Veinticinco regiones europeas han tenido ritmos de desarrollo económico más sólidos que el de Galicia entre los años 1996 y el 2007. Así se desprende de los datos de convergencia regional de Eurostat, que sitúan a cinco regiones con récords de crecimiento de más de cuarenta puntos por encima de la media europea.
La primera de ellas es Bratislava, la capital de Eslovaquia. El país entró en la UE en el 2004, pero en 1996 Bratislava ya tenía una renta por habitante que representaba el 104% de la media de los veintisiete socios que hoy forman la Unión. En el 2007, se había elevado al 160%, con un crecimiento de casi 56 puntos.

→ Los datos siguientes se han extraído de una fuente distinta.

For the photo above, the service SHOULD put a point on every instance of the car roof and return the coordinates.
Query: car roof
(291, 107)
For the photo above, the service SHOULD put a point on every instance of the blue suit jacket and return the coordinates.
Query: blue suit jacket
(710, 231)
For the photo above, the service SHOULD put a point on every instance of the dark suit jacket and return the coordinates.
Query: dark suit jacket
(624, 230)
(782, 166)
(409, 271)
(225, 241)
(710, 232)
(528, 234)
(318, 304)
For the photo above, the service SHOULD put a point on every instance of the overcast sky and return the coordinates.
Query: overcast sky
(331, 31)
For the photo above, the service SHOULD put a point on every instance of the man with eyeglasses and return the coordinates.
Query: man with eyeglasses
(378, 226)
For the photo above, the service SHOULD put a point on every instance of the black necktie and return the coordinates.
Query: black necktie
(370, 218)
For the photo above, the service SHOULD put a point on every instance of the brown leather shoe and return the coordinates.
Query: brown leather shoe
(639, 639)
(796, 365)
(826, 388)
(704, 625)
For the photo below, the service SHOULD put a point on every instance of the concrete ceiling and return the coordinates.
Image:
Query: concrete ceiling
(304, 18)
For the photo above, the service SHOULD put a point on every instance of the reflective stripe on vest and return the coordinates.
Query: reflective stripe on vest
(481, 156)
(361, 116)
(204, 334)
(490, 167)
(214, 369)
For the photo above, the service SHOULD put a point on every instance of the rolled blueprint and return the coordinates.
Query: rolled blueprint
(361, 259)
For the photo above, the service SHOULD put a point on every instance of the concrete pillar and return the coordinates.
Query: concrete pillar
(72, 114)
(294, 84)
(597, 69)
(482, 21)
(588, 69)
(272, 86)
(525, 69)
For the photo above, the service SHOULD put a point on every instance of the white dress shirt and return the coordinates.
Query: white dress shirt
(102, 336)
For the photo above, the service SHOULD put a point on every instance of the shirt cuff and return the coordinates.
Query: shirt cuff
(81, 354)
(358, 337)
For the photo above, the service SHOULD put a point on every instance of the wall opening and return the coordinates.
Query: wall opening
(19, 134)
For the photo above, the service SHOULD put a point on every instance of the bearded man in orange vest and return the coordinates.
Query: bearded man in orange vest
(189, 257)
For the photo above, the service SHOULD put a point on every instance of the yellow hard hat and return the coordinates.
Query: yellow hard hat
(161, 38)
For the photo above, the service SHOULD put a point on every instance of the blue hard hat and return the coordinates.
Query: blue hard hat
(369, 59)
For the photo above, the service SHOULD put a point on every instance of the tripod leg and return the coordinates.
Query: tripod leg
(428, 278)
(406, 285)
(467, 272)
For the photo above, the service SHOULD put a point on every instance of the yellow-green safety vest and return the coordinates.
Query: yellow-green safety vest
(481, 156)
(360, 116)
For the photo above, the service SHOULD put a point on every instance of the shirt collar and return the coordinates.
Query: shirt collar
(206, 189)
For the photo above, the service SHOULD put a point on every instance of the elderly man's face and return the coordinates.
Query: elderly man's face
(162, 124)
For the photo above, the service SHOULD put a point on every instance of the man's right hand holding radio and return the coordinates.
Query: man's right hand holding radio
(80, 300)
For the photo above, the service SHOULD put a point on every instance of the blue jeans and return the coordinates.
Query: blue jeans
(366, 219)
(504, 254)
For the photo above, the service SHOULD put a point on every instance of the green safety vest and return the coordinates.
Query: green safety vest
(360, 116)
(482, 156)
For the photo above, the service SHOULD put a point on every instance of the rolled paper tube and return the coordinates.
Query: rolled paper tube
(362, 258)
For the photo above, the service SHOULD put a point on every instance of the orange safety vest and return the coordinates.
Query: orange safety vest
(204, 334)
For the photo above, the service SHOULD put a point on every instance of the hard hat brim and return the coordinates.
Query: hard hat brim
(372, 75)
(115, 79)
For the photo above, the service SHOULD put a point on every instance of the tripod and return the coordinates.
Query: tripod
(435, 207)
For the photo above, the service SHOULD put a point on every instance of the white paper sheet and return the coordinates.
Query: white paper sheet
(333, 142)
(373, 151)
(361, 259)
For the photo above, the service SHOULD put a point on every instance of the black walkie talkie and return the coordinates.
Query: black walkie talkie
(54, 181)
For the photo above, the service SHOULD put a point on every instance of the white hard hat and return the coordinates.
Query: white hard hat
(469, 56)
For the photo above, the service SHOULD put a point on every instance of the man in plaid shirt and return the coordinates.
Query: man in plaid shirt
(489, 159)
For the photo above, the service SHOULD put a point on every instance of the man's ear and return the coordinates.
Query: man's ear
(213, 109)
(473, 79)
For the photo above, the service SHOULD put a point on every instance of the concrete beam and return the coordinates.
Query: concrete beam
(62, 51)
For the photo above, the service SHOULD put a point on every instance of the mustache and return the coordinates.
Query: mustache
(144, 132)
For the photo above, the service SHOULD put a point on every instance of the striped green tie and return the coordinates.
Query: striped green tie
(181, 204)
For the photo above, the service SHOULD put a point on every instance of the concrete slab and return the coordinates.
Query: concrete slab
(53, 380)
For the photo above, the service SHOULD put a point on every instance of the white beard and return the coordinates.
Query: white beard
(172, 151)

A Bratislava le siguen Luxemburgo, que en las cuentas de Eurostat figura como país unirregional y que pasó del 221% al 275% de la media (54 puntos de convergencia); el sudeste del Reino Unido (del 118,1% al 166,1%); Londres (del 290% al 334%); Praga, en la República Checa (del 128% al 172%) y Ática, en Grecia (del 86% al 128%). Curiosamente, en ese país está también la región que más se ha alejado de la media de riqueza europea: Grecia Central, donde habita la mayoría de la población helena y que en el año 1996 estaba en el 128,7%. En el 2007, había caído al 83,9%, es decir casi 45 puntos.
En total, 140 regiones perdieron distancia con la media. Después de Grecia Central, las que más se alejaron fueron Bruselas, en Bélgica; el Valle de Aosta, Bolzano, Emilia Romaña, Trento y Lombardía, en Italia; Viena, en Austria; y Berlín, Colonia y Hamburgo, en Alemania.